Probably a typo, it happens, usually a japanese person translating.
Dont be so quick to give up on the mobo cpu, especially if the mobo
is new.


----------



## tearsmcgov (Oct 27, 2007)

so no beans with the cmos reset, same thing happens, cpu? i wiggled it before, i took the heatsink off to see if it heats up when i boot up and it does, i dont leave it long enough to overheat, just long enough to go from cold to cool. any other suggestions??


----------



## tearsmcgov (Oct 27, 2007)

anyone have any suggestions? its a brand new mobo, worked fine last night, not so good today, wont even boot, cleared the cmos, fiddled with the mem, single hd boot, not even to bios, the light on my lcd stays yellow. no image on screen, im at wits end.......:upset:


----------



## manic (Aug 2, 2005)

Clean cpu, reapply thermal compound. Make sure heatsink is good and
tight, do not try and wiggle when installed, do not run pc with heatsink
off. Make sure to unplug pc prior to all of this. Try one stick of ram
in bank one. Then add from there. It sounds as if you never did get
cmos cleared, make sure to unplug machine if you are pulling the 
battery out, make sure battery gets inserted with the + side up.


----------



## tearsmcgov (Oct 27, 2007)

will do, although i will have to get some thermal compound tomorrow, i will leave it without the battery and the jumper on clear overnight, hopefully something changes tomorrow, i will update as soon as it happens,
thanks for the help


P.S. - even people who know alot about computers need help from time to time. Ironic, isn't it?


----------



## twajetmech (Jul 1, 2004)

Typically the clr cmos jumper is on pins 1 & 2 for normal operation and is on 2 & 3 to clear the cmos. If you built the computer your self, check to see that all the mobo standoffs are in correct and a misplaced one is not causing a short.
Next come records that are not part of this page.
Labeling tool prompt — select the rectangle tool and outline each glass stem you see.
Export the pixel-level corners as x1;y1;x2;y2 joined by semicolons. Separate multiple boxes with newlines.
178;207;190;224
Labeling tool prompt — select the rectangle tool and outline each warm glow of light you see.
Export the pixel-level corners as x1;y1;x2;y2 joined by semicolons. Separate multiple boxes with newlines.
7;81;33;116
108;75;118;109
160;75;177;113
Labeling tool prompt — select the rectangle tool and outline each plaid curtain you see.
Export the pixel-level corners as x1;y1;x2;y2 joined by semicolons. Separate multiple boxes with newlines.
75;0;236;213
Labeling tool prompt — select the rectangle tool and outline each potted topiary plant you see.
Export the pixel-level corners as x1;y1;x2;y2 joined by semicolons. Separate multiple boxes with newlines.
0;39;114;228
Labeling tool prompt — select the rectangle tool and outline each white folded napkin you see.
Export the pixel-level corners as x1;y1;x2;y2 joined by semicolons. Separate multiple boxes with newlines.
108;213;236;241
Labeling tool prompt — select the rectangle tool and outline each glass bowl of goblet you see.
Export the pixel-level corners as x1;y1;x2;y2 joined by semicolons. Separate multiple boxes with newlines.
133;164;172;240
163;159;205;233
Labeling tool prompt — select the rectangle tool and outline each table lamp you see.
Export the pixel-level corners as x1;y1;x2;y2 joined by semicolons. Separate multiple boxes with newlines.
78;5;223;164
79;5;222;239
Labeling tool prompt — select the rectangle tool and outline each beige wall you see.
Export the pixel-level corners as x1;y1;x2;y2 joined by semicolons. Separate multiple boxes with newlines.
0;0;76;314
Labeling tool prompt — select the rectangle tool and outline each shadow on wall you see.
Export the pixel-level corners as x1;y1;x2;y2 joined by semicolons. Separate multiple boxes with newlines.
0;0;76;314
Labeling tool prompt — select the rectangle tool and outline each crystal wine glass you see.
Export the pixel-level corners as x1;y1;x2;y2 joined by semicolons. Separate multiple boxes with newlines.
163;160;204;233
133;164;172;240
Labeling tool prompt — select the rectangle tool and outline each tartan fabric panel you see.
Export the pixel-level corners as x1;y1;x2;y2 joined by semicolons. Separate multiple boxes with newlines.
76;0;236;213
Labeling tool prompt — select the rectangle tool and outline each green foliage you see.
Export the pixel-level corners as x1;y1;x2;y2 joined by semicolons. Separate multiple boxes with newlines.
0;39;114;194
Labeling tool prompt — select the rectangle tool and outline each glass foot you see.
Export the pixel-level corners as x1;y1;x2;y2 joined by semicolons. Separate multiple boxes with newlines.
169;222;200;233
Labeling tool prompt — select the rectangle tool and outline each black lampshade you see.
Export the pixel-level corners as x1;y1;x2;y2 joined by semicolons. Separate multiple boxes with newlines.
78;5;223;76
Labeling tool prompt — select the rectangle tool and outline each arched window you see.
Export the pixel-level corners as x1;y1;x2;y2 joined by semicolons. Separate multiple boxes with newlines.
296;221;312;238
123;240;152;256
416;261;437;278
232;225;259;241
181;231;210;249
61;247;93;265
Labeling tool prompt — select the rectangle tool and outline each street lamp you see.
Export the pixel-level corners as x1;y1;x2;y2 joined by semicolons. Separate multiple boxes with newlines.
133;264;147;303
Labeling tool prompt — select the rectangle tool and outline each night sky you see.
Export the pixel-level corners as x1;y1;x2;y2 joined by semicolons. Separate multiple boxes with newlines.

If you have access to another psu, I'd try that, your psu could also be bad....check that the 20 pin and 4 pin aux power connectors on the mobo are in secure


----------



## tearsmcgov (Oct 27, 2007)

ok, no luck with the cmos jumpers, i pulled my psu out and put it in my girlfriends computer and it was fine, i'm afraid it might be the mobo once again, dont know how but i think thats the culprit. but it doesnt add up, it isn't doing the same thing it was when the first one blew. any other suggestions?


----------



## twajetmech (Jul 1, 2004)

If swaping out with your girlfrinds psu was fine....then your psu is no good, or did I misread your post


----------



## jaggerwild (May 21, 2007)

Try booting with no MEM in it to get a beep code going, else your dead in the water and need to RMA it.
Might have a corrupted bios too, try replacing the bios chip (5 bucks).E-bay has them, or google it too.
If you pull it to RMA, try booting outside the case first before sending it in.


----------



## tearsmcgov (Oct 27, 2007)

i put my psu in my girls computer and it was fine, it doesnt boot at all, without the mem or anything else. i may just get another mobo, cpu and psu, along with some new memory. i know its expensive, but id rather not deal with this again. thanks for the help guys. i will let you know what happens.:sigh:


----------



## FreoHeaveho (Aug 22, 2006)

make sure your board is not shorting out on the chasis anywhere.


----------



## tearsmcgov (Oct 27, 2007)

i checked, there is no shorts, everything is connected the right way, spacers are the right way. it just ticks me off cause i just bought a mobo and now i have to buy another.
thanks guys, any more suggestions let me know.


----------



## twajetmech (Jul 1, 2004)

Check the power connectors (24/20 pin and aux 8/4 pin) for any loose pins, sometimes the pins in the connectors are loose. Make sure to unplug and discharge the psu before you attempt this or you can get shocked.


----------